Microbiome – Challenges and Opportunities

Morten Rasmussen

With modern genomic techniques it is now possible to measure the ecological composition of for instance the gut, the skin or the airways based on sequencing of amplified marker genes or assembly of sequences from the entire genome. In contrast to somewhat normal chemometric datasets, these data are counts, inherently compositional and further very sparse. This naturally introduces challenges in the initial quality control of the data and further in the statistical modeling. Sequencing of the genomic markup coupled with structured databases makes it possible not only to name individual bacteria, but further also to infer which enzyme they produce and which biochemical pathways that are present. This structural knowledge makes it possible to pursue integration of e.g. microbiome and metabolomics data via a bioinformatics database driven angle as opposed to a data driven chemometrics one.

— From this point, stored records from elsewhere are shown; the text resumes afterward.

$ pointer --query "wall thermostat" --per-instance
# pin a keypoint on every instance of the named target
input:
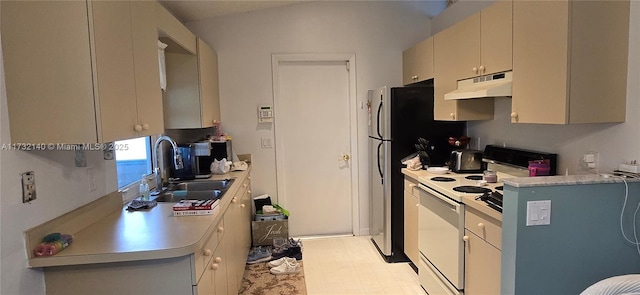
(265, 114)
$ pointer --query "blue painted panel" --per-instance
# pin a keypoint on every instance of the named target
(582, 245)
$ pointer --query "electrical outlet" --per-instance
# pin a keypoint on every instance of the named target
(28, 186)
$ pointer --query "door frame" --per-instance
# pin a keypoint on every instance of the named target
(350, 60)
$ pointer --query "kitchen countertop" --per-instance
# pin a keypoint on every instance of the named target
(565, 180)
(467, 200)
(142, 235)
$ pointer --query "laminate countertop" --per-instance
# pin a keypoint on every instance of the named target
(142, 235)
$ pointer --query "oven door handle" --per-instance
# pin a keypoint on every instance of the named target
(428, 190)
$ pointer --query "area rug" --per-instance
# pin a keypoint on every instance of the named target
(258, 280)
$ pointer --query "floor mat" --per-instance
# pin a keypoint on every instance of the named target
(257, 280)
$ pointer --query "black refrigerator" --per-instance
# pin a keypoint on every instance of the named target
(398, 116)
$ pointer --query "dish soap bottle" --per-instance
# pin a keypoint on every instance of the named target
(144, 188)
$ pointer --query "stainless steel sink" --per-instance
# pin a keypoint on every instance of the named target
(202, 185)
(176, 196)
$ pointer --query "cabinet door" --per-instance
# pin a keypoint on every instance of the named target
(540, 62)
(482, 266)
(417, 62)
(230, 241)
(209, 95)
(47, 69)
(411, 225)
(145, 52)
(496, 40)
(456, 54)
(114, 69)
(214, 279)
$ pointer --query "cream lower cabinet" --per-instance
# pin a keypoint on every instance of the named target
(216, 268)
(482, 253)
(417, 62)
(411, 201)
(570, 61)
(83, 69)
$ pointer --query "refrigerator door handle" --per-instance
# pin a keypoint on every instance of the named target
(378, 120)
(380, 168)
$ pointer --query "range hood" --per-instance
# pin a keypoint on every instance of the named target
(493, 85)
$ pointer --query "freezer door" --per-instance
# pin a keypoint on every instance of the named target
(380, 113)
(380, 195)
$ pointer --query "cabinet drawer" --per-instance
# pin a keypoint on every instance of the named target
(411, 186)
(204, 255)
(484, 226)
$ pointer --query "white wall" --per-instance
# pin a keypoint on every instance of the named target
(60, 187)
(616, 143)
(376, 31)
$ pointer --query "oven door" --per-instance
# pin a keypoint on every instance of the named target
(440, 232)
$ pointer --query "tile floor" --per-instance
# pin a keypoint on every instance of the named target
(352, 265)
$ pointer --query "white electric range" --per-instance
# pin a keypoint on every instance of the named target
(441, 215)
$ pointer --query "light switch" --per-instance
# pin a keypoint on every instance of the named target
(538, 212)
(266, 143)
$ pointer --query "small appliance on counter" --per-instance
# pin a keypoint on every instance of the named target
(466, 161)
(208, 151)
(188, 171)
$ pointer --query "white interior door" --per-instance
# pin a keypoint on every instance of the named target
(313, 145)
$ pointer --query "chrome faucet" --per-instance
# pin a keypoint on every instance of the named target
(177, 159)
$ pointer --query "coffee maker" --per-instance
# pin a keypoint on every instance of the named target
(207, 152)
(188, 171)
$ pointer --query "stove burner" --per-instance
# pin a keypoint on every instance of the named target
(443, 179)
(471, 189)
(474, 177)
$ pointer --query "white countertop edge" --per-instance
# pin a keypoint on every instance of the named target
(565, 180)
(187, 248)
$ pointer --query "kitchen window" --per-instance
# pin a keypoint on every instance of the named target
(133, 159)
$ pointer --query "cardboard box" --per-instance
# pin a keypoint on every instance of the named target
(263, 232)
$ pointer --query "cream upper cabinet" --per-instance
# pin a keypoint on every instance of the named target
(192, 99)
(128, 88)
(417, 62)
(70, 71)
(170, 26)
(478, 45)
(569, 61)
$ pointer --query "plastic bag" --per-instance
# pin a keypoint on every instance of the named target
(220, 167)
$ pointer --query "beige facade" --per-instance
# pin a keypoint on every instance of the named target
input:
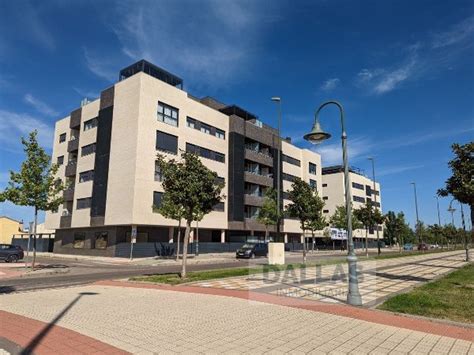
(109, 165)
(361, 191)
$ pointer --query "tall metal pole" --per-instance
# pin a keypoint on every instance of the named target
(375, 200)
(416, 210)
(278, 101)
(353, 296)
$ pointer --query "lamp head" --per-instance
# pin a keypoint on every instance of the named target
(317, 135)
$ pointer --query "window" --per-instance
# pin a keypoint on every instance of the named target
(290, 160)
(205, 128)
(86, 176)
(220, 133)
(79, 240)
(168, 114)
(158, 173)
(288, 177)
(166, 142)
(101, 239)
(92, 123)
(88, 149)
(205, 153)
(191, 122)
(83, 203)
(157, 196)
(219, 207)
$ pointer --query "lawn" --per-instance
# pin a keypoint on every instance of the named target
(174, 279)
(451, 297)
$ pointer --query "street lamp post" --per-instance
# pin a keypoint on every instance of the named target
(278, 101)
(416, 210)
(316, 136)
(375, 200)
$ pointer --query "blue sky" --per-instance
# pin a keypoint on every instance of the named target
(402, 69)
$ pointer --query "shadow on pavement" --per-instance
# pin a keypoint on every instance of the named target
(29, 349)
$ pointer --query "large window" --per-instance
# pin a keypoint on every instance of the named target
(83, 203)
(101, 239)
(86, 176)
(166, 142)
(205, 153)
(90, 124)
(157, 197)
(88, 149)
(79, 240)
(168, 114)
(290, 160)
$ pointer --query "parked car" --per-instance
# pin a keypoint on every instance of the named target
(408, 246)
(11, 253)
(251, 250)
(423, 246)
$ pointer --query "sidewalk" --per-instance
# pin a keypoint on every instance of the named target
(146, 319)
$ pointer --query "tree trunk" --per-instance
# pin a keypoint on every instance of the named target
(178, 240)
(185, 248)
(366, 242)
(34, 240)
(304, 248)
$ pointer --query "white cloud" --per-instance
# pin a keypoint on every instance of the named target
(216, 42)
(458, 33)
(14, 125)
(330, 84)
(40, 106)
(100, 66)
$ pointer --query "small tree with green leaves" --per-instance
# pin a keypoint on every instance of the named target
(172, 211)
(268, 213)
(306, 206)
(461, 183)
(36, 185)
(191, 186)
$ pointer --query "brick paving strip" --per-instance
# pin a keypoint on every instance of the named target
(23, 331)
(369, 315)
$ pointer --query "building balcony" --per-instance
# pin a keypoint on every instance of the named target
(68, 194)
(70, 169)
(75, 120)
(264, 180)
(258, 157)
(73, 145)
(65, 221)
(253, 200)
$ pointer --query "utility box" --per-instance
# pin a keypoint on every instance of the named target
(276, 253)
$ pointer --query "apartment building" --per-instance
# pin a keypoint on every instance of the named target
(107, 151)
(361, 192)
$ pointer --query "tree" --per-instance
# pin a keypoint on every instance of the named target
(169, 210)
(461, 184)
(268, 213)
(305, 205)
(36, 185)
(192, 187)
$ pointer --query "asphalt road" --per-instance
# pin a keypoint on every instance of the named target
(80, 272)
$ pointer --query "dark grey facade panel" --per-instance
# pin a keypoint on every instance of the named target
(102, 157)
(236, 177)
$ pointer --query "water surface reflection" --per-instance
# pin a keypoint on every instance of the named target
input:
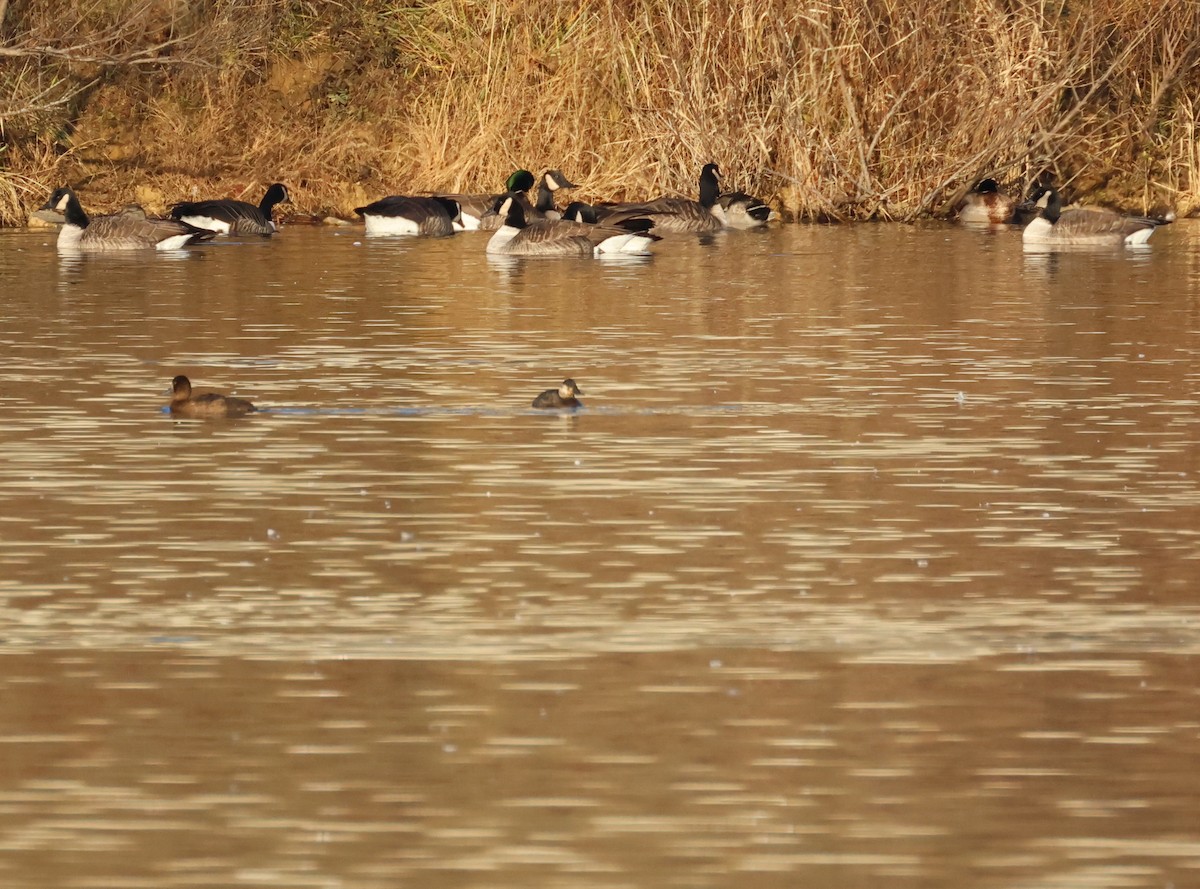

This talk is going to introduce how microbiome data is obtained and point at some challenges in this regard. The structural knowledge obtained via sequencing opens an avenue of possibilities in terms of data modeling. Specifically, we will revisit common multivariate chemometric techniques such as Canonical Correlation Analysis for integration of microbiome and metabolomics data, and use the structural knowledge to softly enforce certain conditions on the model.

Mini-CV:

Morten Rasmussen is Associate Professor at the University of Copenhagen. His research focuses on development- and application of data driven mathematical and statistical methods for the modeling of complex biological systems with special emphasis on metabolomics and the microbiome within the area of clinical epidemiology. He is the holder of the 1st Bruce Kowalski Award in Chemometrics, which was awarded to him in 2014. He has published over 50 papers in subject areas like multivariate data analysis, chemometrics and systems biology.